Private sector productivity growth has increased significantly since the early 1990s in India (Bollard et al, 2013). An important proportion of these productivity gains have been attributed to lower regulatory barriers and increased access to trading opportunities. A significant source of regulation in India that has been relatively understudied in terms of its impacts on firm outcomes, is environmental regulation. A comprehensive welfare analysis of the gains to such policies comprises accounting for reduced pollution and better health outcomes, as well as the potential costs on industries.
Air and water pollution levels have increased significantly in recent years in India, in part due to increases in industrial activity. At present, 14 of the 15 most polluted cities in the world are in India (WHO 2016). High levels of particulate matter alone cause a loss of 650 million life-years for the 180 million people living in about 180 Indian cities (Greenstone et al, 2015).
India has several environmental regulations in place, though the enforcement of these regulations has been heterogeneous over time.

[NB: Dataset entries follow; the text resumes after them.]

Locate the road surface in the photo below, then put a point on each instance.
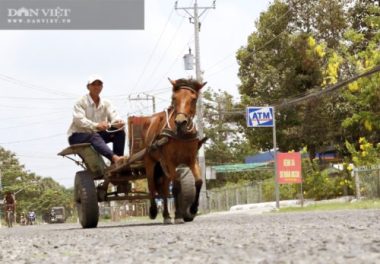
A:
(350, 236)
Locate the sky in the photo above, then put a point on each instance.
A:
(43, 73)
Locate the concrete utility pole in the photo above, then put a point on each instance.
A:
(194, 18)
(147, 97)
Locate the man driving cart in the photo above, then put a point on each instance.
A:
(92, 118)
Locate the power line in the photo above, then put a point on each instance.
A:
(32, 86)
(154, 50)
(232, 53)
(32, 139)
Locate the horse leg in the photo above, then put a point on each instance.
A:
(165, 194)
(198, 185)
(152, 189)
(178, 218)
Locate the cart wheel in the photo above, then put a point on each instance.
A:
(86, 200)
(187, 191)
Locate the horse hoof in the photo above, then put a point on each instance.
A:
(178, 221)
(194, 209)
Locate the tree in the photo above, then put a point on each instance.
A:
(32, 191)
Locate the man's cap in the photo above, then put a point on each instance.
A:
(94, 77)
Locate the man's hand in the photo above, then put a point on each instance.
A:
(102, 126)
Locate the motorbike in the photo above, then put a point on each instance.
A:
(31, 218)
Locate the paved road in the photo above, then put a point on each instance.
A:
(240, 237)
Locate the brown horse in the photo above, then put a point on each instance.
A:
(161, 161)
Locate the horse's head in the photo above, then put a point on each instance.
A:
(184, 102)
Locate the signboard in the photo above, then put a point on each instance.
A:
(260, 116)
(289, 168)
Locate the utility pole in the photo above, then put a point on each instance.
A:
(147, 97)
(194, 19)
(1, 188)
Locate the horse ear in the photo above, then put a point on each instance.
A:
(171, 81)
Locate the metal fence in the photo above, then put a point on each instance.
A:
(222, 200)
(367, 181)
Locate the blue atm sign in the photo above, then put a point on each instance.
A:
(260, 116)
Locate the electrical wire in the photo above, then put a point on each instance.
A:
(153, 51)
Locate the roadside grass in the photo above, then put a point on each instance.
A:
(329, 206)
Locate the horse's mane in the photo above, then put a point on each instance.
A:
(187, 82)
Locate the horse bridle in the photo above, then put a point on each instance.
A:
(190, 124)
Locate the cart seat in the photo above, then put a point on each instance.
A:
(91, 158)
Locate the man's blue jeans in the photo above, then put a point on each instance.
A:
(99, 142)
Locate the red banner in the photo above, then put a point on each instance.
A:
(289, 168)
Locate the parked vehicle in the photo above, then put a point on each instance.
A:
(57, 215)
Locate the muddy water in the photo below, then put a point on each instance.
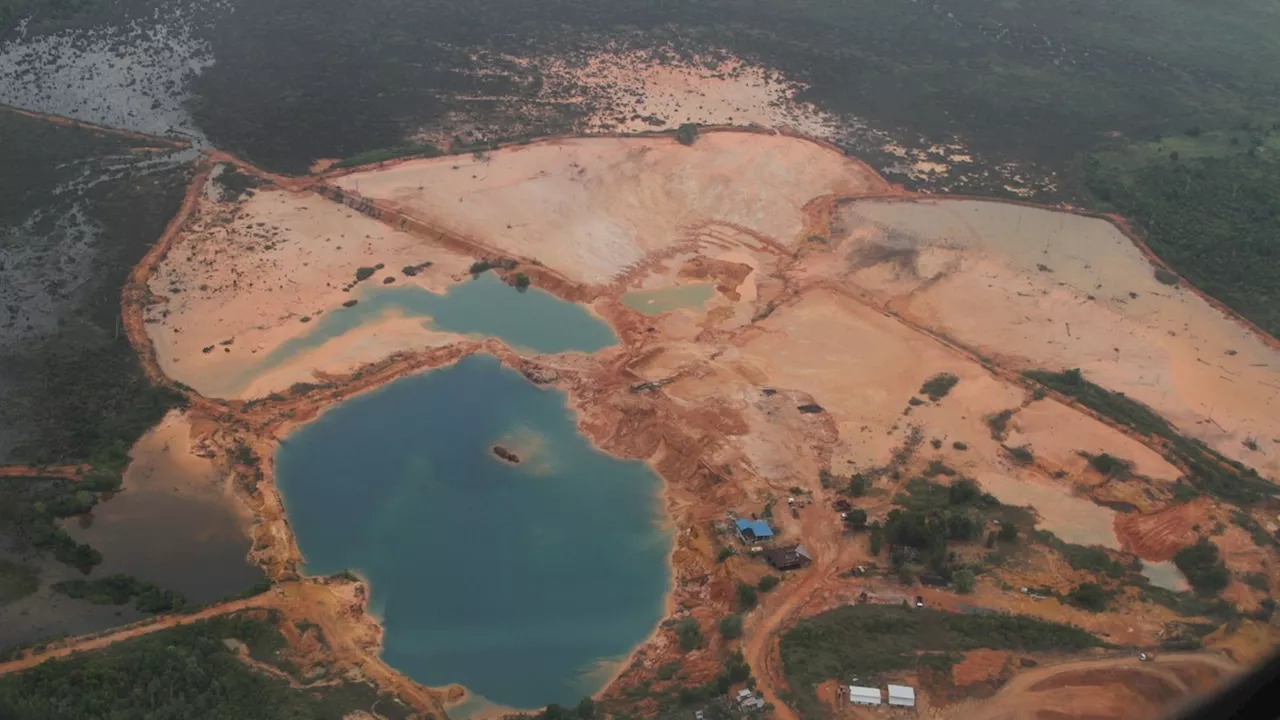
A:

Beginning in the late 1990s, largely as a result of public interest litigation, several states and cities implemented action plans to reduce pollution. A primary means to reduce pollution mentioned in these action plans was the relocation of polluting industries to certain designated areas. Industrial relocation policies to combat pollution are an increasingly popular policy tool across the developing world, such as China’s industrial relocation policy to move polluting industries outside of Beijing city limits by 2017. Location restrictions that seek to limit pollution exposure also have a long history in the US, starting with the first zoning laws introduced in the early 20th century in New York in part to improve environmental quality (Wilson et al, 2008).
This project will use quasi-experimental methods to evaluate the impacts of industrial relocation policies in several Indian cities which mandated the closure of certain industries (classified as “polluting industries”) to certain designated areas. They will be evaluated on outcomes such as firm location, pollution agglomeration, and residential expansion.
Understanding the relative impacts on stakeholders (such as firms and workers) can help inform policies that are not only effective in achieving their environmental objectives such as pollution reduction, but can also aid in designing compensation schemes for affected workers and firms.